Osman DOST


Türk Milleti: Etle Kemik Gibi Ayrılmaz Bir Bütündür

Türk Milleti: Etle Kemik Gibi Ayrılmaz Bir Bütündür


 

86 milyonluk Türk milleti, etle kemik gibi birbirinden ayrılmaz bir bütündür. Bu topraklar üzerinde yaşayan insanlar; dili, dini, mezhebi, etnik kökeni ne olursa olsun ortak bir kaderi, ortak bir tarihi ve ortak bir vatanı paylaşmaktadır.

 

Üç kıtada asırlar boyunca at koşturan Osmanlı İmparatorluğu, zamanla iç karışıklıklar ve yönetim zafiyetleri nedeniyle hâkimiyeti altındaki toprakları birer birer kaybederek Anadolu’ya çekilmek zorunda kalmıştır. Osmanlı’nın gerilemesi çoğu zaman yalnızca iç çekişmelere bağlansa da, içerideki bazı unsurların dış güçlerle kurduğu iş birliklerinin bu süreçte büyük rol oynadığı inkâr edilemez.

 

Anadolu’ya sıkışan Osmanlı Devleti’ni emperyalist güçler rahat bırakmamış; yardım ve medeniyet söylemleriyle Anadolu’nun en ücra köşelerine kadar sızan misyonerler, cemiyetler ve tarikatlar aracılığıyla toplumun farklı kesimlerine nifak tohumları ekmişlerdir. Toprak ağaları, dini ve siyasi gruplar üzerinden yürütülen bu faaliyetlerde “siz farklısınız, bu ülkenin kalkınması ancak sizinle mümkündür” gibi telkinlerle birlik ruhu zedelenmeye çalışılmıştır.

 

Birinci Dünya Savaşı’nın ardından İngiliz, Fransız, İtalyan, Yunan ve Ermeni güçleri Anadolu’nun büyük bir bölümünü işgal etmiş; Osmanlı Devleti’ne Sevr Antlaşması dayatılmıştır.

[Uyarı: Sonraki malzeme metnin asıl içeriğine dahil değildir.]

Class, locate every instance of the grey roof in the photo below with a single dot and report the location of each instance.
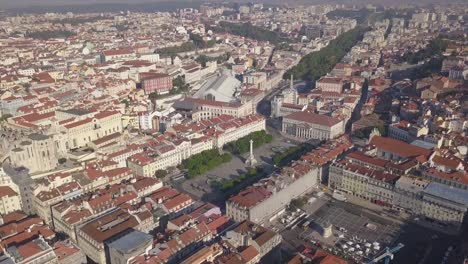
(76, 111)
(131, 241)
(423, 144)
(447, 192)
(222, 87)
(37, 136)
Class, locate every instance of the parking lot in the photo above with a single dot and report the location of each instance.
(358, 234)
(357, 225)
(199, 187)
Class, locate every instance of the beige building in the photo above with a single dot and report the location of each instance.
(93, 236)
(201, 109)
(362, 182)
(37, 153)
(271, 195)
(81, 132)
(307, 125)
(257, 80)
(10, 200)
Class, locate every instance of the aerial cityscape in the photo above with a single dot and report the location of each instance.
(232, 132)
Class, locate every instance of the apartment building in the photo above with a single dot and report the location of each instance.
(10, 200)
(81, 132)
(159, 83)
(37, 153)
(94, 236)
(264, 200)
(202, 109)
(253, 242)
(307, 125)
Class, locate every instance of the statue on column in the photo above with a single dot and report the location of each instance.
(251, 161)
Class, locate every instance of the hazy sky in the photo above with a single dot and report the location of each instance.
(4, 4)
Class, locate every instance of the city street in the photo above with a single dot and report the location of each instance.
(200, 188)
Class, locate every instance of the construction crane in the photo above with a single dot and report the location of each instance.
(387, 255)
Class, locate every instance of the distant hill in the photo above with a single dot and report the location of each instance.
(82, 6)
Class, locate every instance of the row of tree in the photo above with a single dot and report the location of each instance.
(242, 145)
(316, 64)
(201, 163)
(253, 175)
(249, 31)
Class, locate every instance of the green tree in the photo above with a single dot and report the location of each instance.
(5, 117)
(160, 174)
(316, 64)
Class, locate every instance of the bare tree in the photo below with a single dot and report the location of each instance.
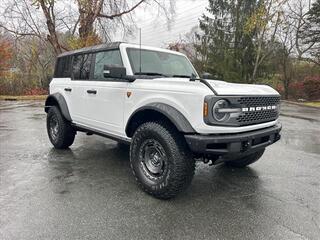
(48, 19)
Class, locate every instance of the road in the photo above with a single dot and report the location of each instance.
(88, 192)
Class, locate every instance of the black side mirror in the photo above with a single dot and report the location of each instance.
(111, 71)
(206, 76)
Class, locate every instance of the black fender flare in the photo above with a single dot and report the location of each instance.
(53, 100)
(175, 116)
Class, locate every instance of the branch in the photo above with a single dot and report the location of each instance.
(121, 13)
(19, 33)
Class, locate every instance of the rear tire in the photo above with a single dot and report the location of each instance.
(160, 160)
(245, 161)
(60, 131)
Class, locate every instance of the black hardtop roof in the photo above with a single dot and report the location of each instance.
(104, 46)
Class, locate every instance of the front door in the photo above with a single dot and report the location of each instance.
(101, 100)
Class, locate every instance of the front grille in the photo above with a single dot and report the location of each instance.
(259, 101)
(253, 117)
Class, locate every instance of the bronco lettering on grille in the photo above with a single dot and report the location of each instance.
(262, 108)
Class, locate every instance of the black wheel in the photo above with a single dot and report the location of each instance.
(60, 132)
(160, 160)
(245, 161)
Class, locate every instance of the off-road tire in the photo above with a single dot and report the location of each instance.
(179, 164)
(245, 161)
(65, 133)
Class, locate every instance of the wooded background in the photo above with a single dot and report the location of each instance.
(274, 42)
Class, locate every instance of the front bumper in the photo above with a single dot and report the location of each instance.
(228, 145)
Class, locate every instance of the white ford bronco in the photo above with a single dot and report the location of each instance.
(154, 100)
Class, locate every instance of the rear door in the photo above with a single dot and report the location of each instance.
(102, 99)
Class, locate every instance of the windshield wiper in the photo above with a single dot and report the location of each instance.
(149, 74)
(182, 76)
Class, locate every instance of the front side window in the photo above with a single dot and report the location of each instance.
(111, 57)
(81, 66)
(157, 62)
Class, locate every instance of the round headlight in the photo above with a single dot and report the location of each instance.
(220, 116)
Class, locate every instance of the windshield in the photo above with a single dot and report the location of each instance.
(159, 63)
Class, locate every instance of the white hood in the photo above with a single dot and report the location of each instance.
(225, 88)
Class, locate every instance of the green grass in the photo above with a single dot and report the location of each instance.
(21, 98)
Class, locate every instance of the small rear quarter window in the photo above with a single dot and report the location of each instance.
(63, 67)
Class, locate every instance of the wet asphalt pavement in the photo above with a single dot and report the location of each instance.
(88, 192)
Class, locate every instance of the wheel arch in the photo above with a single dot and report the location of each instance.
(156, 111)
(57, 99)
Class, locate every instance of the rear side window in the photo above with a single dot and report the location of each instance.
(81, 66)
(63, 67)
(111, 57)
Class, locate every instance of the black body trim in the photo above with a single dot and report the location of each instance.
(176, 117)
(89, 130)
(236, 144)
(58, 98)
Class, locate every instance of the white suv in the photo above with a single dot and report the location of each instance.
(154, 100)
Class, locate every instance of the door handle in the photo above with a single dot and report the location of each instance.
(92, 91)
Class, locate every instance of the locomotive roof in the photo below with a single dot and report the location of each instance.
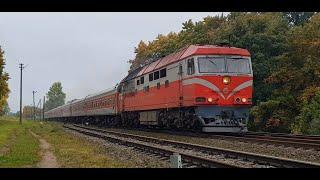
(184, 53)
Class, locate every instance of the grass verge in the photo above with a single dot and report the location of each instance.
(73, 151)
(18, 148)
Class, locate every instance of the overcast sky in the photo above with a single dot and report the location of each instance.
(86, 52)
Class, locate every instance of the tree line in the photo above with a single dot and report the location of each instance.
(285, 49)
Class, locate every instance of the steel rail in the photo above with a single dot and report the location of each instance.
(263, 159)
(197, 160)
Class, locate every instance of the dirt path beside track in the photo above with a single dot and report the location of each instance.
(48, 158)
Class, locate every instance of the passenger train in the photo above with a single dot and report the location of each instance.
(200, 87)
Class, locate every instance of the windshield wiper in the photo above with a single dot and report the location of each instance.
(213, 63)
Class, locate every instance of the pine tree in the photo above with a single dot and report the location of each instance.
(55, 96)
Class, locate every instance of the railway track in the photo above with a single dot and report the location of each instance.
(196, 155)
(296, 141)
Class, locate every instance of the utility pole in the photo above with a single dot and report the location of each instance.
(34, 106)
(44, 101)
(21, 68)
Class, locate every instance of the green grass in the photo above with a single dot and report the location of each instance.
(73, 151)
(18, 148)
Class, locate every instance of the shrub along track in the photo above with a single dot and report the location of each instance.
(195, 155)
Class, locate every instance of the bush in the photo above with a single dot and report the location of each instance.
(308, 122)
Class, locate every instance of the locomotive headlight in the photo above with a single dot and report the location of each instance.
(226, 80)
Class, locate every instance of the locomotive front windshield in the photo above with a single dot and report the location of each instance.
(224, 65)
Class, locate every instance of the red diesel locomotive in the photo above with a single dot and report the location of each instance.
(202, 87)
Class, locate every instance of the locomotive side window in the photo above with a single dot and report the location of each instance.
(211, 64)
(190, 67)
(163, 73)
(156, 75)
(151, 77)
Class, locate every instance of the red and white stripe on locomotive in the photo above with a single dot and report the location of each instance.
(206, 86)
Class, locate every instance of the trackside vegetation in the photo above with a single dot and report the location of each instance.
(18, 148)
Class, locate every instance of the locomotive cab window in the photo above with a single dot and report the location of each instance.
(156, 75)
(151, 77)
(190, 66)
(163, 73)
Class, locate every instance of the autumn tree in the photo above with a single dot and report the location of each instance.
(5, 110)
(4, 77)
(55, 96)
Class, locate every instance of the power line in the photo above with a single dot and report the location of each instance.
(34, 106)
(21, 68)
(44, 101)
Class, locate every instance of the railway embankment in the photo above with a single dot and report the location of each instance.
(53, 146)
(277, 150)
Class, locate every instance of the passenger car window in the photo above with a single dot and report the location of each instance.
(190, 66)
(156, 75)
(151, 77)
(163, 73)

Ancak bu dayatmaya boyun eğmeyen bir Osmanlı subayı, Mustafa Kemal Paşa, 19 Mayıs 1919’da Bandırma Vapuru ile Samsun’a çıkarak Milli Mücadele’nin meşalesini yakmıştır.

 

Mustafa Kemal Paşa ve silah arkadaşları, Samsun’dan Havza ve Amasya’ya, oradan Erzurum ve Sivas’a uzanan bir direniş hattı oluşturmuş; Anadolu’nun dört bir yanından gelen delegelerle Erzurum ve Sivas Kongreleri düzenlenmiştir. Bu kongrelerde alınan kararlar, milletin bağımsızlık iradesini dünyaya ilan etmiştir.

 

19 Mayıs 1919’da Samsun’da yakılan bağımsızlık ateşi, 23 Nisan 1920’de Türkiye Büyük Millet Meclisi’nin açılmasıyla kurumsallaşmış; Meclis öncülüğünde yürütülen Kurtuluş Savaşı sonucunda işgal altındaki topraklar birer birer kurtarılmıştır. Sevr Antlaşması yırtılıp çöpe atılmış, yerine milletin onurunu ve bağımsızlığını esas alan yeni bir düzen kurulmuştur. Nihayet 29 Ekim 1923’te, 101 top atışıyla Türkiye Cumhuriyeti’nin kuruluşu ilan edilmiştir.

 

Türkiye Cumhuriyeti, insanların dili, dini, mezhebi ya da ten rengine bakmaksızın bu topraklar üzerinde yaşayan herkesi “Türk” üst kimliği altında birleştirmiştir. Türk, Çerkes, Kürt, Laz, Gürcü, Abaza, Tatar, Arnavut, Alevi, Sünni, Rum, Yahudi, Süryani, Ermeni, Yezidi ve daha nice farklı kökenden insan, Türkiye Cumhuriyeti vatandaşı olarak eşit haklara sahiptir. Nasıl ki Fransa’da yaşayanlara Fransız, Almanya’da yaşayanlara Alman, İngiltere’de yaşayanlara İngiliz deniliyorsa; Türkiye’de yaşayanlara da Türk denilmesi bu anlayışın doğal bir sonucudur.

 

Sevr’de bozguna uğrayan zihniyet, bugün de Türkiye’nin üniter devlet yapısını nasıl zayıflatabileceğinin arayışı içindedir. Ancak tarih göstermiştir ki Türk milleti, ne zaman birlik ve beraberlik içinde hareket ederse, karşısında hiçbir güç duramamıştır.

 

Bu millet, etle kemik gibi birbirinden ayrılmaz bir bütündür. Ve bu bütünlük, Türkiye Cumhuriyeti’nin en büyük gücüdür.